3.12.09

Beni Kategorize Etme S1 E1: Das Patrones

Merhaba sektörel çemberin azimli neferleri. Gün geçtikçe daha bir buhran daha bir meşakkat içinde dönenip durduğumuz şu zamanlar adam olma yolundan bizi geri koyamadığı gibi şu güzelim parmakları sırf sizleri bilgilendirmek için heder etmeye itmekte. Şaka tabii ki. (Komplike bir cümle oldu, farkındayım.) O nedenle kısa kesiyor ve yolumuzda emin adımlarla ilerlemek için yeni bölümümüzü gurur ve bol hemoglobinli utangaç yanaklarımızla açıyoruz: Das Patrones. Patronları kategorize edecek, onları kıynık kıynık inceleyecek ve sizlere ışık tutacak bu bölümde tüm patron cinslerini yavaş yavaş tanıyacağız. Kimseye höykürmek gibi bir derdimiz yok. Amaç tamamen "AMME HİZMETİ ODAKLI HAYIR-GÖNÜL İŞİ"dir.
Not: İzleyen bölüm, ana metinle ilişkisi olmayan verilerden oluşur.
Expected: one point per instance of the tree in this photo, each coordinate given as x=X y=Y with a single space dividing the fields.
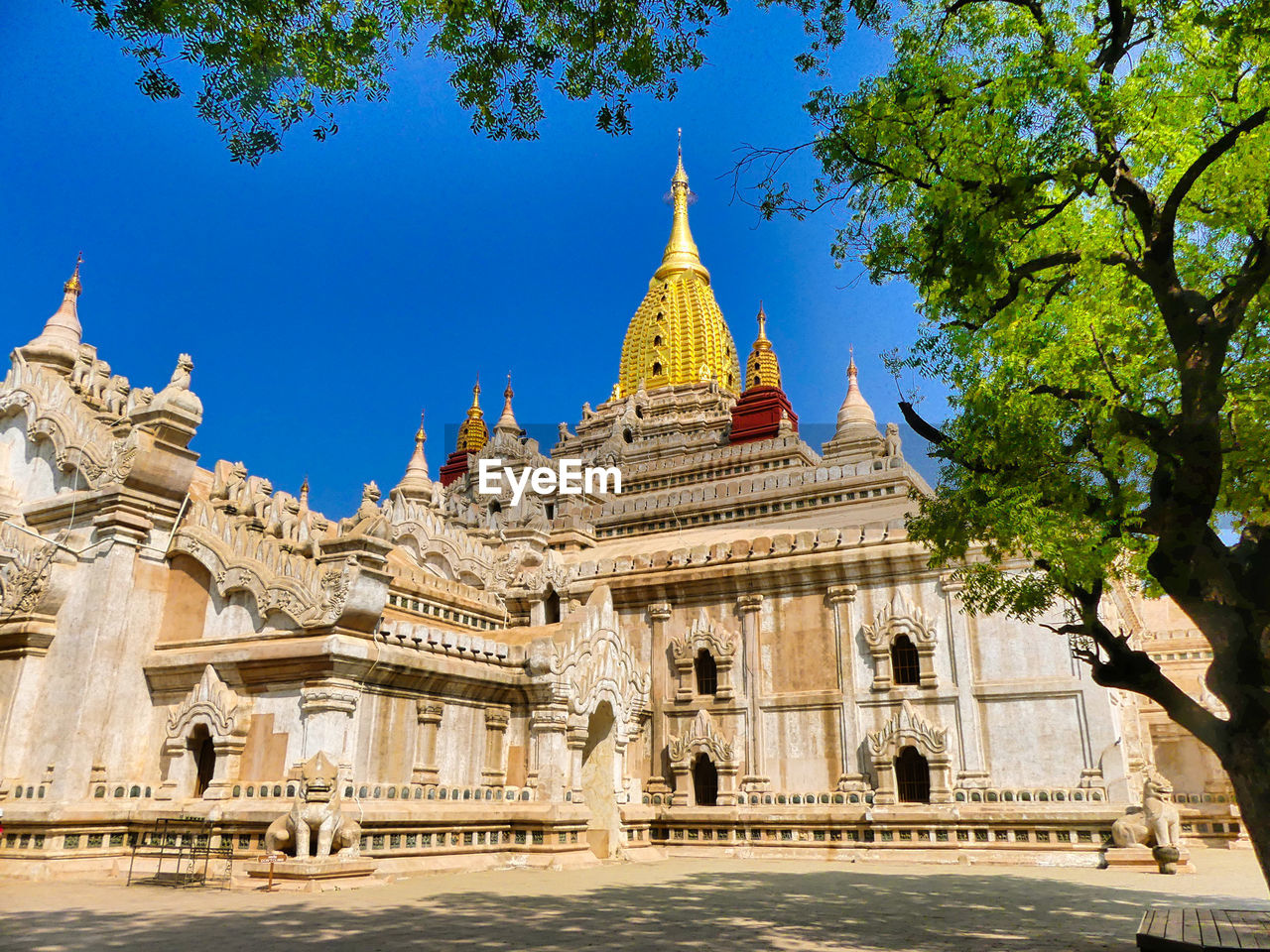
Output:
x=268 y=64
x=1080 y=190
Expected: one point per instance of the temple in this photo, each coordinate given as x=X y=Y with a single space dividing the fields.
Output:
x=739 y=652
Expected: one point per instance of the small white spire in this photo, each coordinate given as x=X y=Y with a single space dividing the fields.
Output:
x=855 y=414
x=507 y=421
x=60 y=339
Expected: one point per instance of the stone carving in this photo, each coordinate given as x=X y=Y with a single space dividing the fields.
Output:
x=317 y=810
x=212 y=701
x=114 y=399
x=901 y=617
x=597 y=664
x=24 y=580
x=227 y=481
x=55 y=413
x=703 y=737
x=907 y=725
x=890 y=443
x=123 y=453
x=335 y=585
x=601 y=666
x=703 y=634
x=907 y=728
x=1155 y=823
x=367 y=521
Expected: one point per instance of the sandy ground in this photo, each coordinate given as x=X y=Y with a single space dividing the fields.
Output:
x=693 y=904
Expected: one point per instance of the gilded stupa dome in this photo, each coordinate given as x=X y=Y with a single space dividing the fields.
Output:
x=679 y=334
x=472 y=433
x=762 y=368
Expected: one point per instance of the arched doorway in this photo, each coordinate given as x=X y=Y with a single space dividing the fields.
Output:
x=906 y=665
x=598 y=783
x=912 y=777
x=203 y=749
x=707 y=673
x=705 y=780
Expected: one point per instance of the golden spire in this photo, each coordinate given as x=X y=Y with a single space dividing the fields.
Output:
x=679 y=327
x=681 y=252
x=472 y=433
x=762 y=368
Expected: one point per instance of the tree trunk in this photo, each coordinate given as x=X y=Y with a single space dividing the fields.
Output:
x=1248 y=767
Bölüm açıklamasına çok fazla girmeyeceğim. Ne olduğu alelade akacak zaten, tıpkı Billur Tuz gibi.
O halde buyurun cenaze konçertosuna.

Das Patrones 1: Azıcık aşım Kaygısız Başımcılar

Bu tip patronlar genelde azla yetinip tok kalmak isteyen patron kesimidir. Belki küçüklüklerinde yaşadıkları bir travma sonucu cesaret kaybına uğramış olabilirler. Ya da yoğun iflas semptomlarıyla bugüne kadar sınanmış olabilirler. Bu nedenle cesur değillerdir. Parlak bir fikirle karşısına çıkıp helecan içinde anlattıklarınız onların genelde gözünü korkutur. Sizin istekli oluşunuz onlar için pek önemli değildir. Tek dertleri ekmek teknelerini yürütmektir. Gerisi boştur. Bunlar genelde masaüstü reklamcılık insanlarıdır. Hatta bu korkakça tutumları onları "tabelacı" kıvamına sokar. Sıtkınız sıyrılır. Körelirsiniz. Zaten sonunda kaçarsınız.

DP 2: Yaratım Sancısı Çekenler

Bu sınıf patronlar genelde GSF mezunu, tırmalayarak bugünlere gelmiş fakat akşam rüyasında hala "sanaaağğt sanaağğt" diye haykıran kişilerdir. İçlerinde "baba parası" ve "alın tercisi" olarak ikiye ayrılırlar. Baba parası insanları genelde lüks semtlerde ofis kiralayıp içine iki adet mac atarak sanat icra etmeye çalışırlar. İtalya, Almanya, Çek Cumhuriyeti, Fransa gibi hip sanat ülkelerinde okumuş/master yapmış fakat T.C. de yaşadıklarının ayrımına varamamışlardır. Para kazanmak gibi bir kaygıları olmadığı için 24 saat içtikleri Starbucks kahveleri ile ofislerinde salınarak "dahi çocuk" olmaya çalışırlar. Minimalizm taraftarıdırlar. Babajazzz dinleyip çalışanları ile akımları tartışırlar. Ve sonunda istedikleri gibi iş çıkaramayıp histeri krizlerine girerler. Banka hesaplarında yüzbinliraları olmasına rağmen Cihangir, Çukurcuma gibi semtlerde bohemcilik oynarlar. Alın tercileri ise gerçekten okulunu hakkıyla okumuş ve kanırtarak bir yerlere varmış kişilerdir. Kimisinin agresyonu tavan yapmış olabilir. Ama genelde öğrenmek isteyene bilgi kapılarını sonuna kadar açarlar. Tasarım kuralları çerçevesinde iş bitiren bu şahıslar her projelerinde muhakkak sanatın yoğun kontrastına yer verirler. Çalışılması zor da olsa iyidirler.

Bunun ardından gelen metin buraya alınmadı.